February 5, 2005: Tim is at the hospital this weekend during the day with Theresa, so I can attend
to my other "job" (taking care of Nathaniel). He reports that the doctors' rounds were pretty benign and quick.
They lowered her vent settings a little more, and if all goes well, will "test" her to see how she does on JUST pressure support
on Monday. Her feeding amount was also increased, and she has done well so far, but since most CDH babies get GERD (gastric
esophogeal reflux disease), we can probably expect her to start throwing up as the feeding amount increases more. The
severity of the GERD will determine the best course of treatment (from just eating small frequent meals and not laying down
soon afterwards to medication to surgery). So far, we don't have to worry about it, and hopefully won't have to at all.
Since her morphine was lowered yesterday, she has tolerated it pretty well, except for a small episode this morning,
where she grew very agitated (a sign of pain) and they had to give her a dose of adivan (sp?) to calm her down. Nothing
major, and she hasn't done this for a few days or nights now, so I think she is doing well considering how much morphine she
used to be on compared to what she is getting now.
February 6, 2005: Tim reports that Theresa did suffer from 2 episodes of reflux (around 5 cc each
time) so they decided to give her the feedings via a pump over an hour instead of all at once (she is getting 26 cc each feeding,
which is about a third of a "normal" feeding for a baby her age).
They did her pressure support trial for 2 hours today (instead of waiting until Monday), and she did well except for
the last 10 minutes or so where she struggled a bit (her sats went down and her nostrils flared which can be a sign of
respiratory distress), so they are going to repeat the trial in the morning at 2 hours, instead of moving it up to 4 hours.
Tim held her today (the first time!) and towards the end of the evening, she opened her eyes for him and he got to make
her smile and interact with her, so that was something he really enjoyed.

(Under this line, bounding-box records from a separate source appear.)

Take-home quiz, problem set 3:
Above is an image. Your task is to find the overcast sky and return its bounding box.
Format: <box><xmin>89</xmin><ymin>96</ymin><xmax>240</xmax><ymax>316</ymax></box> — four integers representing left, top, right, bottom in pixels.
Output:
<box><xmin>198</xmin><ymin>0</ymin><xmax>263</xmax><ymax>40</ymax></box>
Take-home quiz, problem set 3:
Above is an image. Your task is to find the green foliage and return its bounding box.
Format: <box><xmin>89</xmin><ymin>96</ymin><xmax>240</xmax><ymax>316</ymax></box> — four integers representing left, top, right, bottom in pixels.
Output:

February 7, 2005: I came in early this morning, and she was already a few minutes into her pressure
support trial (another 2 hour one). She did great, and kept her sats high without struggling at all, so they will probably
do the 4 hours trial sometime tomorrow. If she does well, they will continue to increase the time on just pressure until
she either shows that she is ready to breathe on her own, or plateaus at which point they will have to try again.

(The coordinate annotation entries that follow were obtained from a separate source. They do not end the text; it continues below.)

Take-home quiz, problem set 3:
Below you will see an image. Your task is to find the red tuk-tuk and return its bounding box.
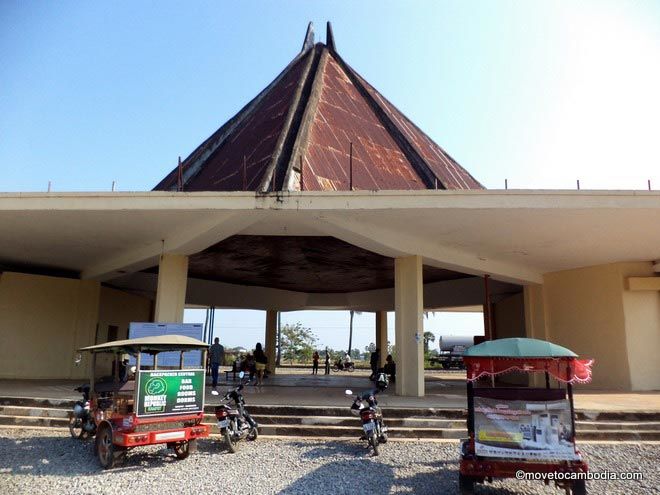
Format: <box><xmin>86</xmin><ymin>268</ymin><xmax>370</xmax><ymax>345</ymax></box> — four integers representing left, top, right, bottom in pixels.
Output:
<box><xmin>459</xmin><ymin>338</ymin><xmax>593</xmax><ymax>495</ymax></box>
<box><xmin>77</xmin><ymin>335</ymin><xmax>210</xmax><ymax>469</ymax></box>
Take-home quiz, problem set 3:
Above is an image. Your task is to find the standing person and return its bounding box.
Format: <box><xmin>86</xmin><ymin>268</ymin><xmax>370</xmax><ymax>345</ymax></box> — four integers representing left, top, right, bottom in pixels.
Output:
<box><xmin>384</xmin><ymin>354</ymin><xmax>396</xmax><ymax>382</ymax></box>
<box><xmin>209</xmin><ymin>337</ymin><xmax>225</xmax><ymax>390</ymax></box>
<box><xmin>369</xmin><ymin>347</ymin><xmax>380</xmax><ymax>380</ymax></box>
<box><xmin>325</xmin><ymin>349</ymin><xmax>330</xmax><ymax>375</ymax></box>
<box><xmin>312</xmin><ymin>351</ymin><xmax>320</xmax><ymax>375</ymax></box>
<box><xmin>254</xmin><ymin>342</ymin><xmax>268</xmax><ymax>386</ymax></box>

They also cut her morphine dosage in half, and will continue to wean her about every 3 days if she continues to tolerate
it well.
Due to her GERD yesterday, they are going to wait on increasing her feeding amount. She also had reflux again today
(about 5 cc), but handled it well and didn't asperate (inhale it). Her nurse increased the angle of her bed to around
45 degrees to help keep the milk down.
Her former attending physician, Dr. Adcock (who stood in for her godparents at her baptism) stopped by to check on her
(because she wanted to, not out of necessity) and also brought her a purple cross with a lamb on it. She said she picked
it up at a bookstore this weekend for her. I am very touched that she thought of her and did this, it means a lot
that she didn't just see Theresa as a patient for the month of January, and continues to follow her care.